Até 1990, o fosso entre países desenvolvidos e em desenvolvimento continuou a aumentar. Condições de vida e perspectivas de crescimento nos países em desenvolvimento foram deterioradas e suas posições no comércio internacional foram substancialmente enfraquecidas. Foi contra este pano de fundo que a Assembléia, na sua sessão extraordinária (1990), adotou a Declaração sobre a cooperação econômica internacional, em particular, a revitalização do crescimento econômico e do desenvolvimento dos países em desenvolvimento, que foram os desafios mais importantes da década de 1990 para esses países. 


Quase no final da década de 1990, os países em desenvolvimento tinham tomado medidas para liberalizar as suas economias e se integrar na economia mundial. Contra esse pano de fundo, a atenção internacional incidiu sobre os benefícios da globalização e da crescente interdependência da economia mundial. Em 1999, uma revisão da década revelou os desafios remanescentes e a insuficiência do progresso econômico como fator de desenvolvimento. O foco tinha se deslocado para uma série de condições prévias, incluindo a boa governança, transparência e responsabilidade, descentralização e participação, e segurança social. 


Durante a Cúpula do Milênio, realizada em Nova York na sede da Organização das Nações Unidas (ONU), em setembro de 2000, 189 países (incluindo o Brasil) assinaram a Declaração do Milênio, que tentou combinar os inúmeros esforços da ONU para abordar a pobreza e o desenvolvimento econômico e social de uma forma holística. Esse ato oficializou um pacto: o de tornar o mundo mais solidário e mais justo até 2015. O Pacto do Milênio é um marco histórico, pois pela primeira vez, países diversos se uniram num compromisso mundial na luta pela erradicação da fome e pela eliminação da extrema pobreza. 

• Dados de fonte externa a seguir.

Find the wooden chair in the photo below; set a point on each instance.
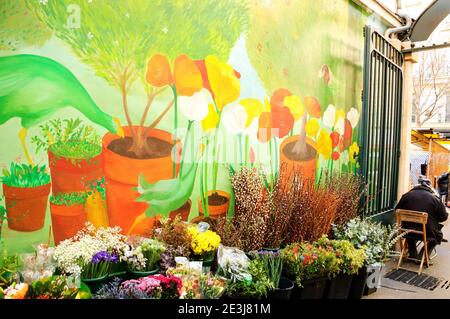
(415, 217)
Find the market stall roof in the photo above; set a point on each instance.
(429, 19)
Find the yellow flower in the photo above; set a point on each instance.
(295, 106)
(353, 151)
(253, 107)
(324, 144)
(211, 120)
(223, 81)
(312, 127)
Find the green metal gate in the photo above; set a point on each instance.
(381, 119)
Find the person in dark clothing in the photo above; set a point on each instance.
(443, 186)
(423, 198)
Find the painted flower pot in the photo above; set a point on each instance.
(358, 284)
(283, 291)
(338, 287)
(182, 211)
(67, 221)
(312, 289)
(95, 284)
(131, 274)
(68, 176)
(26, 207)
(293, 163)
(121, 176)
(218, 203)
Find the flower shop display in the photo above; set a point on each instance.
(26, 189)
(273, 266)
(204, 243)
(74, 154)
(377, 241)
(68, 214)
(143, 259)
(39, 264)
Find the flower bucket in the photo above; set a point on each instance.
(358, 284)
(95, 284)
(338, 287)
(131, 274)
(67, 221)
(121, 176)
(183, 211)
(26, 207)
(216, 209)
(312, 289)
(69, 177)
(283, 291)
(307, 165)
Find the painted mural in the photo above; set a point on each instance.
(119, 112)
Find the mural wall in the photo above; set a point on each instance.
(120, 111)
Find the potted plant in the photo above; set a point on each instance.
(74, 154)
(145, 258)
(308, 266)
(350, 260)
(26, 189)
(273, 265)
(377, 241)
(68, 214)
(93, 254)
(204, 243)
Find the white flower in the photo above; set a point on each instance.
(195, 107)
(340, 125)
(234, 118)
(329, 116)
(353, 117)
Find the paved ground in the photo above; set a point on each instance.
(391, 289)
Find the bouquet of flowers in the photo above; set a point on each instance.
(91, 250)
(146, 255)
(204, 242)
(156, 286)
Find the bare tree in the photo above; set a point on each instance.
(431, 83)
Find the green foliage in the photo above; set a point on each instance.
(255, 287)
(55, 287)
(68, 199)
(116, 38)
(19, 27)
(376, 239)
(25, 175)
(70, 139)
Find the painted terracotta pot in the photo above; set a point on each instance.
(182, 211)
(67, 221)
(121, 177)
(216, 210)
(69, 177)
(26, 207)
(307, 167)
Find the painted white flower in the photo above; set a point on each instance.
(195, 107)
(234, 118)
(329, 116)
(353, 117)
(340, 125)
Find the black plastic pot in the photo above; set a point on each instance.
(358, 284)
(283, 291)
(338, 287)
(312, 289)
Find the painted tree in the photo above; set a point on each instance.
(19, 27)
(117, 38)
(431, 84)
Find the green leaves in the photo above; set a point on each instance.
(25, 175)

Foram desenvolvidos e estabelecidos oito objetivos e 18 metas relacionadas a diversos temas: gênero, saúde, meio ambiente, distribuição de renda, educação, habitação, e parcerias para promoção de desenvolvimento sustentável. 

 

OS OITO OBJETIVOS DE DESENVOLVIMENTO DO MILÊNIO 

1- Erradicar a extrema pobreza e a fome

2- Atingir o ensino básico universal

3- Promover a igualdade entre os sexos e a autonomia das mulheres

4- Reduzir a mortalidade infantil

5- Melhorar a saúde materna

6- Combater o HIV/Aids, a malária e outras doenças

7- Garantir a sustentabilidade ambiental

8- Estabelecer uma Parceria Mundial para o Desenvolvimento 

 

Em 2002, a Organização Mundial das Cidades Unidas e Governos Locais (CGLU), por meio da agência Programa das Nações Unidas para os Assentamentos Humanos (UN-Habitat), decidiu estender o monitoramento dos Objetivos do Milênio para o âmbito local ao reconhecer que a participação das cidades é imprescindível para o cumprimento dos objetivos estabelecidos. 


Com isso, a ONU, em 2006, convida sete cidades da América Latina e do Caribe para participarem do projeto-piloto “Localizando os Objetivos de Desenvolvimento do Milênio”. O projeto-piloto, uma realização do UN-Habitat, conta com as seguintes cidades: Belo Horizonte, Nova Iguaçu, Georgetown (Guiana), Castries (Santa Lúcia), León (México), Port-of-Spain (Trinidad Tobago) e Bogotá (Colômbia). 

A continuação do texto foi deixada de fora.